The transition from the hospital environment to home requires diligent attention to ensure that the patient is ready for discharge.
Being ready to go home or "discharge readiness" is vital to the successful transition of HF patients.
Discharge readiness is related to the discharge outcomes for the hospital and is an indicator of the need for additional discharge transition support interventions in the home setting.
The purpose of this study was to evaluate the level of readiness for discharge in the HF patient and examine if further patient education prevents readmission within thirty days.
Readiness for discharge encompasses personal status, coping, knowledge, and expected support prior to the hospital discharge.
A descriptive comparative study was conducted with patients divided into two groups, one receiving the Readiness for Hospital Discharge Scale (RHDS) and additional education on HF and the other group standard nursing care with no intervention.
The RHDS captured the patient's perception of discharge readiness.
The study was conducted in an urban academic medical center.
Patients (N=50) with a diagnosis of HF were recruited.

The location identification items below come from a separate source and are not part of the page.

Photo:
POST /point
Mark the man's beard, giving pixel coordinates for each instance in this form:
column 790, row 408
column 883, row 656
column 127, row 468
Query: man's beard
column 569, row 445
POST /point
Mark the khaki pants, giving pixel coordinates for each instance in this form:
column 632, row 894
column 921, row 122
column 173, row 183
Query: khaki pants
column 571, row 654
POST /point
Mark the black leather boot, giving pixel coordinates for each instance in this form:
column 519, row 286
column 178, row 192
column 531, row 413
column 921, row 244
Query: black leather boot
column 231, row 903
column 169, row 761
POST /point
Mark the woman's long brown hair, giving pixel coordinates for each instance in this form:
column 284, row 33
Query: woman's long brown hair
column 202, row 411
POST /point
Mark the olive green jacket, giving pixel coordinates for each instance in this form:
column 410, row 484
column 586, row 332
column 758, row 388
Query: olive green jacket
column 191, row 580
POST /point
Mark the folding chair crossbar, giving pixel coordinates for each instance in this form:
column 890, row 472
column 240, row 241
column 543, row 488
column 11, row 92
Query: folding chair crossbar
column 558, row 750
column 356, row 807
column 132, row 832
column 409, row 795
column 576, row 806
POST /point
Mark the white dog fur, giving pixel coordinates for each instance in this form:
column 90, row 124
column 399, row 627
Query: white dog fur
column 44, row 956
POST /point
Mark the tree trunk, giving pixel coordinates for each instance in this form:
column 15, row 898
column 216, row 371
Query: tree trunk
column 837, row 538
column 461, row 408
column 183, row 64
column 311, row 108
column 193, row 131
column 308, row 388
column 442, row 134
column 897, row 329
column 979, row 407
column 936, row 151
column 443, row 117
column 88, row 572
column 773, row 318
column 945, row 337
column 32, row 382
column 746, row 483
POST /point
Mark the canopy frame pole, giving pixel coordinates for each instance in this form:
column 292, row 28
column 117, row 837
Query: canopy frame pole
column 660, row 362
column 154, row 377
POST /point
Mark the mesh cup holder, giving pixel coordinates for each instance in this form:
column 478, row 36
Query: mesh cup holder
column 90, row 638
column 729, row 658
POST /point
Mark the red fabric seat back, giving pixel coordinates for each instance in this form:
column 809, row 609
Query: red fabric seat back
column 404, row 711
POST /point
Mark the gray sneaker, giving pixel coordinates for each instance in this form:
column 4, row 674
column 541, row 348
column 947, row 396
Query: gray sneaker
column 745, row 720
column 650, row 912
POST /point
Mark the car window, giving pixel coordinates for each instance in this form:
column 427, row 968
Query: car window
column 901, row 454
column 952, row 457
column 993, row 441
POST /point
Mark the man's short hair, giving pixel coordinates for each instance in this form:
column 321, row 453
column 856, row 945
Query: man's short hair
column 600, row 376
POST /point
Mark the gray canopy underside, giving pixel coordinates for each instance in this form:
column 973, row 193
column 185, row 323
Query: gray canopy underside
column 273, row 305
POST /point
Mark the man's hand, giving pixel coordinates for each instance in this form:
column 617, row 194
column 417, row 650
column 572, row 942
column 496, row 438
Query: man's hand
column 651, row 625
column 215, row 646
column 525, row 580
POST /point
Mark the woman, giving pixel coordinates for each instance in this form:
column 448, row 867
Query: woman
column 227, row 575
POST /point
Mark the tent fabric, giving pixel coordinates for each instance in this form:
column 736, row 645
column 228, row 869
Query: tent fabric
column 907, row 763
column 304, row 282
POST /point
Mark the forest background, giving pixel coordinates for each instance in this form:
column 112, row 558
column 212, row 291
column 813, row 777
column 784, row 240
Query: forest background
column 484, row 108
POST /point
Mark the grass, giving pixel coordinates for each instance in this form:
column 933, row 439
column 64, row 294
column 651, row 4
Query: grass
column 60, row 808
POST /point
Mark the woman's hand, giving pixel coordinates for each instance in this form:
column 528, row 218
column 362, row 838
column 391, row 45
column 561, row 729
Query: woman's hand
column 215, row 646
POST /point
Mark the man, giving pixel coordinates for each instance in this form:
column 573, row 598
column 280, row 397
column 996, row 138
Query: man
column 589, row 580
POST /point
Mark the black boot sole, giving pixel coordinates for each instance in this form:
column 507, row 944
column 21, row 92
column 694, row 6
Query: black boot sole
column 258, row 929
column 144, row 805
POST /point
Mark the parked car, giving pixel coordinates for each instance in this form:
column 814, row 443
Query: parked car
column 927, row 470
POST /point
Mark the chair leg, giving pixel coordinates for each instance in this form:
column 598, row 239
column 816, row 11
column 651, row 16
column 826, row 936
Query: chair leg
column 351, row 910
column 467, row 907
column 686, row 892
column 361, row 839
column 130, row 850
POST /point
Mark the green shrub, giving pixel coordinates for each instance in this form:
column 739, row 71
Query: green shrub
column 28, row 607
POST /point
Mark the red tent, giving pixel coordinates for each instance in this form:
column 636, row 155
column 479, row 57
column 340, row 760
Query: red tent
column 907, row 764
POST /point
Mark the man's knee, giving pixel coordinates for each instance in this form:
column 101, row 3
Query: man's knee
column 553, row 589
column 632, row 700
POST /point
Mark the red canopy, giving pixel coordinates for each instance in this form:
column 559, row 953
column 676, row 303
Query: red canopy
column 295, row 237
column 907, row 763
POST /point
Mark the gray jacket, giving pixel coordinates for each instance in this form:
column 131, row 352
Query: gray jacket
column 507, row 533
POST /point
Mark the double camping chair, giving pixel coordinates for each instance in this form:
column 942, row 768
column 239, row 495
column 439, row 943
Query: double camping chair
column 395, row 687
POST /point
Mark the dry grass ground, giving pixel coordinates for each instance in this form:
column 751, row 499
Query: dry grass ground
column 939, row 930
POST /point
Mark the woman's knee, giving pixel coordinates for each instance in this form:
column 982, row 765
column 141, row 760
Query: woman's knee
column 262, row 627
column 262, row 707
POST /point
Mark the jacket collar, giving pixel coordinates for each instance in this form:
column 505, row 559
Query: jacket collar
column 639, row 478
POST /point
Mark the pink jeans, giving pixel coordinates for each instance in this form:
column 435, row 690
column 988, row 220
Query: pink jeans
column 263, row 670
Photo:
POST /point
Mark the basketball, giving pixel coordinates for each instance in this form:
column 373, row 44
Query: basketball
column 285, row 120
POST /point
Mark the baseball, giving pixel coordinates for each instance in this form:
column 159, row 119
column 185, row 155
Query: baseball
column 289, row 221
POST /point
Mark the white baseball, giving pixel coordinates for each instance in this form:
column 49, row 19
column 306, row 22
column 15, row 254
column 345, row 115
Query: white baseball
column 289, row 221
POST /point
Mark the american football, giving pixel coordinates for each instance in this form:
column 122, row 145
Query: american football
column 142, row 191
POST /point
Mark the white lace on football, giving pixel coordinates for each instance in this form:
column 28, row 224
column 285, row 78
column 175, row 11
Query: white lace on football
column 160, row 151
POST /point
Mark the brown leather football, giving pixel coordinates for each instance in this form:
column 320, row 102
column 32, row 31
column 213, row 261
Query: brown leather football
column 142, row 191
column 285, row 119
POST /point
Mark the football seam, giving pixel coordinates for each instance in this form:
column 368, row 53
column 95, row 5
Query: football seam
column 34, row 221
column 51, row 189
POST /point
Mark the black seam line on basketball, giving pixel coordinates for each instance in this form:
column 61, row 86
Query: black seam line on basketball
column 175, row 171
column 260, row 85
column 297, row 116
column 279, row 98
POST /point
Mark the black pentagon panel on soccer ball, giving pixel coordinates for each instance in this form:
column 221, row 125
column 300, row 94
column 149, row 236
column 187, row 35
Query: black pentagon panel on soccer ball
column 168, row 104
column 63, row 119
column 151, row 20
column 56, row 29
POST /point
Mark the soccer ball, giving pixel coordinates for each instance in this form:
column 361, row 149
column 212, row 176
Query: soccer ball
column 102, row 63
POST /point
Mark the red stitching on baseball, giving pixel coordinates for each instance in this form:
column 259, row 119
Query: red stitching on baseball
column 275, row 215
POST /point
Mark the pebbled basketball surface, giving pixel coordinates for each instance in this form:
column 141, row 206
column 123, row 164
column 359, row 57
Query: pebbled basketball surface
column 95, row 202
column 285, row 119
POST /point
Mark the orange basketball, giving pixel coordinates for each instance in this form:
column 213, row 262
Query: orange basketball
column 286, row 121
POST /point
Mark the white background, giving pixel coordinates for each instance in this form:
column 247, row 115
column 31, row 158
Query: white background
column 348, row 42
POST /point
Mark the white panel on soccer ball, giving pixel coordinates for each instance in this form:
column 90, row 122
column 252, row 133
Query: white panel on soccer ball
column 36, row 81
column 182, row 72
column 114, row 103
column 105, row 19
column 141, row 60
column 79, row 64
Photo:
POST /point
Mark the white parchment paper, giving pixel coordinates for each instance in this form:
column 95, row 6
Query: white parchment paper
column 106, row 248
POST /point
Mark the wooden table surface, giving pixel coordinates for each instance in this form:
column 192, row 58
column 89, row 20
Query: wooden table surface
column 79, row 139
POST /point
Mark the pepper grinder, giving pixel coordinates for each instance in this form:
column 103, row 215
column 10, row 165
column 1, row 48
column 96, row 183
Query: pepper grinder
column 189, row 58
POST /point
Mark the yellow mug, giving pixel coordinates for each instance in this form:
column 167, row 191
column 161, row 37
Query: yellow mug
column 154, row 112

Six patients from both study groups were readmitted to the hospital within the thirty day period post discharge.
Over sixty percent of the patients had income levels below $20,000 and had a previous hospital stay within the last six months.
Arthritis and respiratory problems were the most frequently reported co-morbid conditions.
With the emphasis on reducing HF readmissions, it is imperative that nurses are cognizant of the patient's discharge readiness prior to discharge.
Nurses need to examine approaches in preparing the patient for a successful transition to the home environment that takes into consideration recent hospitalizations, income levels and co-morbid conditions.